I believe we have to trust the player and recognise when it leaves our hands, it’s their game, not ours
I think we can learn from the joy of puzzle-box design and bring the same qualities of delight into experiences with longer playability, greater player focus and therefore the potential to deliver greater life-time delight. I appreciate that may sound a bit ‘worthy’ to some F2P guys out there; but it really isn’t.
This industry needs us to produce entertainment which sustains an audience. However, the premium game designers have to learn from us F2P guys too. The premium/console approach leads to short-term engagement and a hit driven industry. That is a costly and essentially unsustainable in my opinion; although there will always be a few survivors whose exceptions stand out.
The design of a linear game takes away a lot of pressure from a designer. We have more control over the experience and that means we can craft the results perfectly to deliver the emotional and artistic vision we have. Sandbox and creativity games mean we have to surrender some of our creative vision to others; to an audience who won’t (can’t?) care about this game as much as we do. They are bound to have different experiences than we expected. That can be a scary idea. It means that we might fail to do our job of entertaining them. On the other hand by focusing on repetition we risk losing some of the essential fun and find ourselves creating a grind which players have to endure to get the payoffs in our game which are hidden behind artificial barriers of money, time or long term commitment.

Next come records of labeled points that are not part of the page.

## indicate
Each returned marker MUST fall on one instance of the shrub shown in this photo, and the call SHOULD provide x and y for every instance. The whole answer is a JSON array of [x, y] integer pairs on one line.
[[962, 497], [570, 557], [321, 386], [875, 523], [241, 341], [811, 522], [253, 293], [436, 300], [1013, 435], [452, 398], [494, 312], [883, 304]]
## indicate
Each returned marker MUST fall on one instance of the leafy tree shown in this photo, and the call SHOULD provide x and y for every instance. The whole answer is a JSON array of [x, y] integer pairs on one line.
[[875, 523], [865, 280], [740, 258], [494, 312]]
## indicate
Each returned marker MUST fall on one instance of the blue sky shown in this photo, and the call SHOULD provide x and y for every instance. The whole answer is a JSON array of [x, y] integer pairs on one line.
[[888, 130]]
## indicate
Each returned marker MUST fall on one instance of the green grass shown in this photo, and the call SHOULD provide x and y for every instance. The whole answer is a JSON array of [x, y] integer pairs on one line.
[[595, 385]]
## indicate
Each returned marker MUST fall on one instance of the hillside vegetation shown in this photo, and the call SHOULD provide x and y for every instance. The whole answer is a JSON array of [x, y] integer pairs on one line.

I believe that there is another way. We don’t have to give up all control. We can create emergent systems which feed a sense of progression without having to make that experience bland.
However to do that I believe we have to trust the player and recognise when it leaves our hands, it’s their game, not ours. That means looking not just for the fun, but also the magical moments that make them feel special. Indeed creating space for those moments to take shape. That takes an understanding of how we can deliver a sense of uncertainty as much as having the room for players to feel they have a genuine choice in how they play. This effects the level of frustration, pace and pleasure moments in each playing loop as well as across the lifetime of the game.
Realising that we need to punctuate the pleasure of playing and satisfy the players craving and engagement changes our attitudes to design at the same time as requiring us to pay attention to what they are doing when they are not playing and what we can do to entice them back. I still think we can make (even) better games.